Newroz, newroz olalı böyle bir bayram ve şenlik, bu kadar sakin ve bu kadar coşkulu bir Newroz görmedi.
Türkiye coğrafyasında yıllardır, Kürtler tarafından kutlanmaya çalışılan Newroz bayramı, her yıl, devletin engelleri ve devletin baskısı altında geçmekteydi.
Yağmurda, çamurda, yasakta, hapiste, dayakta, gözyaşında, her türlü sıkıntı ve baskıya rağmen Kürt halkı tarafından yılmadan kutlanan bir özgürlük bayramı.
Newroz Kürt halkı için olmazsa olmaz olan bir sosyal ve siyasal etkinlik haline gelmişti, Kürt halkı kendini bu bayram coşkusunda ifade etmeye çalışıyordu.

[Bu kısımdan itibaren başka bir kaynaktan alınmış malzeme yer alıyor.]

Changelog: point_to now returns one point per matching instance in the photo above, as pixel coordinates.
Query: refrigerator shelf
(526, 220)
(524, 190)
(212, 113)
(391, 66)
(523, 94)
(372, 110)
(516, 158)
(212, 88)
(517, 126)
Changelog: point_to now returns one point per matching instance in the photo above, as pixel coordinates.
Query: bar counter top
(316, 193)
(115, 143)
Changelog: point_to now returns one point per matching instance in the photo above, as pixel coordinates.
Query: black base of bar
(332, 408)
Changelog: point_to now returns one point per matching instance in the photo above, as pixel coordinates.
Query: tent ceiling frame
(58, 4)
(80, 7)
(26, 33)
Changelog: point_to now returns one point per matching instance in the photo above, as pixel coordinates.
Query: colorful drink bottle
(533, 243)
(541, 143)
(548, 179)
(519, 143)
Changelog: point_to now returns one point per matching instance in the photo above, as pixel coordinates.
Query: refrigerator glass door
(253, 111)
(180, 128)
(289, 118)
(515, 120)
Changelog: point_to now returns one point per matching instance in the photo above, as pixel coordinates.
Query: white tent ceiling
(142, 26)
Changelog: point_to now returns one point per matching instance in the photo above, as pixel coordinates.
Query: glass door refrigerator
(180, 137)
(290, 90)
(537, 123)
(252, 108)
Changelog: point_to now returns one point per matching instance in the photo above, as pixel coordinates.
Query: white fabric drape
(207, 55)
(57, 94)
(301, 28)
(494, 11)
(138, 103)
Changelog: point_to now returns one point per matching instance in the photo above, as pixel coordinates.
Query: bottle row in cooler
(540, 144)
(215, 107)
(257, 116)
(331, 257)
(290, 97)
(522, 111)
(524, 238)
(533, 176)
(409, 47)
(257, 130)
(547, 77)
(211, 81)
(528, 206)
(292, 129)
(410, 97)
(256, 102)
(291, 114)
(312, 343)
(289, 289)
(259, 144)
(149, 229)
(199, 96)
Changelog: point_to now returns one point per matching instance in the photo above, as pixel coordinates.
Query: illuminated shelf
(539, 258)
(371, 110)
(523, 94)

Kürtler için olmazsa olmaz olan bu bayramda, öyle engeller ve öyle baskılar uygulandı ki, kimi zaman odun yakmak yasaklandı, kimi zaman lastik yakmak, sadece newroz ateşsi bile büyük sorun haline gelmişti.
Kimi zaman poster siz ve bayraksız, kimi zaman kıyafet siz ve slogansız, kimi zaman aç ve susuz, kimi zaman ise hapis ve işkenceli!
Ama bu yıl yani 2025 yılı, biraz tuhaf ve o kadar da ilginç olan adı konulmamış bir süreçten geçiyoruz, iktidarın bir türlü adını koymadığı ve doğru dürüst bir adım atmadığı bu süreçte…
Her neden se baskı ve sıkıntıları biraz göz ardı etti bu newroz bayramında, tüm Kürdistan coğrafyasında kutlanan, bu bayram ilk kez Polis siz ve güvenliksiz, ilk kez arama ve engel olmadan kutlandı.
İsteyen istediği sloganı attığı gibi, isteyen istediği, bayrak ve posteri taşıdı, istediği halayı çekti ve istediği işareti yaparak gönüllerince eğlendiler.
Bundan sonra tüm Newrozların bu şekilde geçmesi dileği ile kimsenin canı acımasın, kimse üzülmesin, herkes mutlu ve neşeli bir şekilde bayramını kutlasın, tüm halklar mutlu ve özgür olsun…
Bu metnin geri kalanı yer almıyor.